Bizim de fantastik çocuk filmimiz olsun!
Yazar: Funda SularözYerli yapım ilk fantastik çocuk filmi geçtiğimiz hafta vizyonda yerini aldı. “Bizim niye fantastik çocuk filmimiz yok?” sorusundan yola çıkılarak gerçekleştirilen proje iyi niyetle tasarlanmış ama maalesef ruhsuz bir film olmuş.
Anne ve babası arkeolog olan Deniz, yaz tatilinde dedesini de alıp ailesinin çalıştığı kazı alanına, Mersin/Erdemli’ye doğru yola çıkar. Rüyalarında kulağına fısıldayan Yoncimik adlı peri (Yonca Evcimik), onu Erdemli’de atılacağı maceraya hazırlamaktadır. Kazı alanında ortaya çıkan harita, onları Helenistik Dönem’de yaşayan Olba Krallığı’nın hazinelerine ve en önemlisi de ‘kötü ruh’ olan korsanlardan onları koruyacak kalkana götürecektir. Haritayı ele geçiren Deniz ve arkadaşları maceraya atılırlar!
Yerli yapım bir fantastik çocuk filmine sahip olma fikri teoride oldukça ilgi çekici. Yalnız dünyaya baktığımızda, her açıdan çok başarılı örneklerle karşılaşıyoruz. Özellikle görsel efektlerle meydana getirilen filmlerin fantastik tarafları ciddi altyapılar gerektiriyor. Nitekim Kral Yolu bu tarafıyla sınıfta kalıyor.
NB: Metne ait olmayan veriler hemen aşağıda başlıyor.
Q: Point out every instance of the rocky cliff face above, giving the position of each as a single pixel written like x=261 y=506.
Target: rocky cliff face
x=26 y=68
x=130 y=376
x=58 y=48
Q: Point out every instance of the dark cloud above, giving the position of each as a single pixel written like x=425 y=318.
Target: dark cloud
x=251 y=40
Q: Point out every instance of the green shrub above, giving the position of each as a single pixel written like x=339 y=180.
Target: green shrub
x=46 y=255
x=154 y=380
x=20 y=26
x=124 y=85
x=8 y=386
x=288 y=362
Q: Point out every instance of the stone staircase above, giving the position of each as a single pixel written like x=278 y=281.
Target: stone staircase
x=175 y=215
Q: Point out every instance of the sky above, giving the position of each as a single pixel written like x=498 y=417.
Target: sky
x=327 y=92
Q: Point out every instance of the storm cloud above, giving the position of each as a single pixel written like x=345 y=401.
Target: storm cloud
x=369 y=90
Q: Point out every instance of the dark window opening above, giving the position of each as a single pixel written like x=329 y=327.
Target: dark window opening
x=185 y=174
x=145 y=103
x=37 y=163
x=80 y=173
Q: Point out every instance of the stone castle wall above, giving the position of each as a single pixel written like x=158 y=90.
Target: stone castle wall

Yönetmen koltuğundaki Serli Seta Nişanyan’ın ilk filmi olan Kral Yolu’nda, aksiyonu veremeyen, karakterlerin özelliklerini ortaya çıkaramayan bir senaryoyla karşı karşıyayız. Teknik imkânlardan dolayı efektleri affetsek de senaryodaki sıkıntılar, izlerken “bunu da şöyle yapamazlar mıydı?” gibi sorularla kafada farklı senaryoları doğuruyor. Yalnız illüstrasyonların yer aldığı sahneler, yapan şirket tarafından başarılı şekilde, hakkıyla yerine getirilmiş.
Filmin senaristi ve yapımcılarından biri olan Derya Kaya’nın başroldeki oğlu Deniz mimiksiz, duygusuz bir oyunculuk sergiliyor. Tüm çocukların ilk oyunculuk denemesi olsa da başrol dışındaki çocukların daha iyi performans gösterdiği aşikâr... Filmde gereksiz diyaloglar, tepkiler de söz konusu. Çocukların dilini vermeye çalışırken, bozuk Türkçeli cümleler kullanılmaktan çekinilmemiş. Doğa Rutkay, rolünde yapmacık kalırken ve Arda Esen ile Murat Soydan görece daha başarılıyken, peri rolündeki Yonca Evcimik sahnelere gerçekten de enerji katıyor.
Filmin en büyük artısı ise Mersin/Erdemli’deki doğal zenginlik. Ülkemizin sunduğu doğal platolar filmlerde parlıyor. Ortaya çıkan bu güzel görüntüleri film için bir artı olarak değerlendirebiliriz. Filmin sonunda çekim esnasındaki görüntüler geliyor ve film içim verilen onca emeği görünce insan bu kadar emeğe karşılık keşke daha başarılı sonuçlar alınsaymış diye düşünmeden edemiyor.